Occasionally, I will hear someone humming quietly to him or herself but it is indeed rare. In our culture, we're shy to sing. We think that unless we have 'beautiful' voices, we should not impose our wobbly notes on the world. Most of us don't sing in community, other than perhaps in church if we happen to be churchgoers. Or some of us join choirs. For the most part, unless we feel total confidence about our singing voices, we remain silent. A number of years ago, my spent time volunteering in a hospital in India and she noticed how both the patients and the residents sang on a regular basis. One day, they asked her to sing a song, much to her discomfort. No songs came to mind and so she found herself singing our anthem “O Canada.” Since that time, I've often asked my students that if they were in a foreign country and were asked to sing, what song would they choose? Most respond the same; O Canada or Happy Birthday! If I ask them to dig deeper, they sometimes will come up with a nursery rhyme from their childhood. This lack of repertoire seems commonplace among us Canadians, at least Canadians in my neck of the woods. Of course, not everyone falls under the umbrella. A friend of mine, who recently passed away, sang constantly. She sang when she woke up in the morning and she sang while she cooked and she often encouraged others to sing. Whenever she visited my home, she sat at the piano and invited me to sit beside her. I loved singing with her. It lifted my heart; it put my priorities in the right order for the day. But it didn't 'catch'. When she left my house, my voice again fell silent.

Recently that's all changed. I often find myself singing. I sing while I drive in the car; I sing while I meditate or while I'm out walking; I sing while I cook or sew. I don't know how it is that I suddenly have an entire repertoire of songs. They seem to be emerging from my childhood and if I don't know the words, I just make up my own or hum the tune. I find myself singing snipits of melodies from classical music or opera, thanks to my father who played classical and opera music continually when I was a child. And now, it strangely feels very natural. It makes a subtle difference in my day. I have no intention of becoming a 'singer.' It's just that singing seems to take the air around me and the thoughts within me and shape them into something clearer and kinder. Like everyone, many of my thoughts don't even crest the wave of my conscious mind; rather they're undertows of desires and fears. When I sing, it's as if a simpler part of myself emerges; less complicated, less competitive; less forced; more genuine.

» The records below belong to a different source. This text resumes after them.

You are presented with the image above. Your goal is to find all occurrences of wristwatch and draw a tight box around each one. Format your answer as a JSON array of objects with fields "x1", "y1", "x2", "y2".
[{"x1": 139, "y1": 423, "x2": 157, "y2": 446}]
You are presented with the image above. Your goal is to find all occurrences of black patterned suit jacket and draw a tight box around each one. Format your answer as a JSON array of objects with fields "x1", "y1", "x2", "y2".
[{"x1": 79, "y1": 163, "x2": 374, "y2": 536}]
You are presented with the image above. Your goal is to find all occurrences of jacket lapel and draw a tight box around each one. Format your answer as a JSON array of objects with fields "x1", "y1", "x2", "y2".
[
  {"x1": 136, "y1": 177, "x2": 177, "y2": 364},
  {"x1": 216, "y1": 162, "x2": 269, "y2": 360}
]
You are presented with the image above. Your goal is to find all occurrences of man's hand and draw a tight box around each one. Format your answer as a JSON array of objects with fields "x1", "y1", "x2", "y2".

After the car accident, sitting at home, gazing out my front window, I had a sense that everything had changed. I noticed the objects that I had placed earlier in the day. There were two vases, clear glass, that I had photographed. And hanging above the vases dangled my stained glass chickadee. They looked different. I reflected on the fact that I had spent an hour singing earlier that day.  And those songs were somehow still resonating inside of me, helping me get through an evening of shock. A voice expressed does something for us. And perhaps, in the end, it does something for others too.